The Pop Group – Citizen Zombie

pop_group_citizen_zombie-400x379

The seminal post-punk band, The Pop Group has released Citizen Zombie, their first LP in 35 years, and they’ve picked up right where they left off.  When beloved bands reunite and  release new material, the new records often derided and met with skepticism, as it can never match the expectations presented by a legendary back catalog.  With their three short years as a band from 1977-1980,  The pop group seamlessly blended the noise of the Birthday Party, the political outrage of the Clash and the Sex Pistols, and the nerdy white punk funk of American New Wave, all the while lending more influences to these contemporaries.  On Citizen Zombie the Pop Group still have the raw political energy and the rage of a young band while still offering a mature, postmodern sound that seems wiser than their previous work.  The opener and title track, “Citizen Zombie” is funky and savage which somehow manages to include jazz inspired sounds, feedback and futuristic noise.  In contrast to their usual punk-funk, tracks like “Mad Truth” and “s.o.p.h.i.a.” are dancefloor ready snythpop tracks.  The Standout track is “Nowhere Girl” and its most reminiscent to their older material and verges on the anthemic, combining love song and atypical optimism with huge, blaring guitar riffs and U2ish backup vocals.
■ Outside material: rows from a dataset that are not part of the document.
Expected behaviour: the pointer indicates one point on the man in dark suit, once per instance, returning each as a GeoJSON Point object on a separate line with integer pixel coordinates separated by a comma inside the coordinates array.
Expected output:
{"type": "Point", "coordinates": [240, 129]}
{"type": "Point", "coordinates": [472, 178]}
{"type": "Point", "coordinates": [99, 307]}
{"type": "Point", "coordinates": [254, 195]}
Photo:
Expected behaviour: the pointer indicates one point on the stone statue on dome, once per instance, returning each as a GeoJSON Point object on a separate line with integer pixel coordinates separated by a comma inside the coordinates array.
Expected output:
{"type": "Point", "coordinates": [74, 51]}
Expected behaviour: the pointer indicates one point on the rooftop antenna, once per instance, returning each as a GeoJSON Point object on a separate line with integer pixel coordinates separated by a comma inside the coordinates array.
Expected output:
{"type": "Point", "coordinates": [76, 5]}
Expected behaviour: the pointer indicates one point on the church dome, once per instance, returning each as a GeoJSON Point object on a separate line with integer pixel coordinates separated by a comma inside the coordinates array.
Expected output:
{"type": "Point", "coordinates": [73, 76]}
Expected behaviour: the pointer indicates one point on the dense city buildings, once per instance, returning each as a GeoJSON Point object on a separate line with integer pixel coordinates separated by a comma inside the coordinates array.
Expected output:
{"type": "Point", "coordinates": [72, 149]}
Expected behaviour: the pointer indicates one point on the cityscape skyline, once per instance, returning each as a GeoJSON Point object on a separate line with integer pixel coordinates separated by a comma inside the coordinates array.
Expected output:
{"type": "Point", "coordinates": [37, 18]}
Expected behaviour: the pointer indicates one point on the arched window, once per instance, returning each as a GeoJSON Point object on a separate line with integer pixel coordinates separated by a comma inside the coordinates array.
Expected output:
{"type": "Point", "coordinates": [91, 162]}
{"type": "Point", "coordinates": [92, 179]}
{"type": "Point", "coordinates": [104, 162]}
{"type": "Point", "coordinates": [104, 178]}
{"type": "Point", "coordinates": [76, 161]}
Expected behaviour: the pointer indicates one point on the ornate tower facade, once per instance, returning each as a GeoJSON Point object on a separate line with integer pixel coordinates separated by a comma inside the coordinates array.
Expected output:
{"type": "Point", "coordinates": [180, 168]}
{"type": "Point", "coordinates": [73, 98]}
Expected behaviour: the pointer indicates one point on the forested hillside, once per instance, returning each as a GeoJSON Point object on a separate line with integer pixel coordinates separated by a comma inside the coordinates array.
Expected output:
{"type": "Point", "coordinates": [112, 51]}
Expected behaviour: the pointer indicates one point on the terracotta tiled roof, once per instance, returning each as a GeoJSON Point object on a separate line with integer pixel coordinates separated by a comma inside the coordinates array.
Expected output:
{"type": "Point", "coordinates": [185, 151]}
Closer “Echelon” sounds like a synthed up Nick Cave song as its very pretty and eerie. Although the political lyrics can be bulky at times (see; “Nations”/ “Immaculate Deception”) they are still intriguing and give the album a dystopian vibe.  The Pop Group’s Citizen Zombie is a strong effort that holds up to the band’s impressive discography without sounding trite and overdone.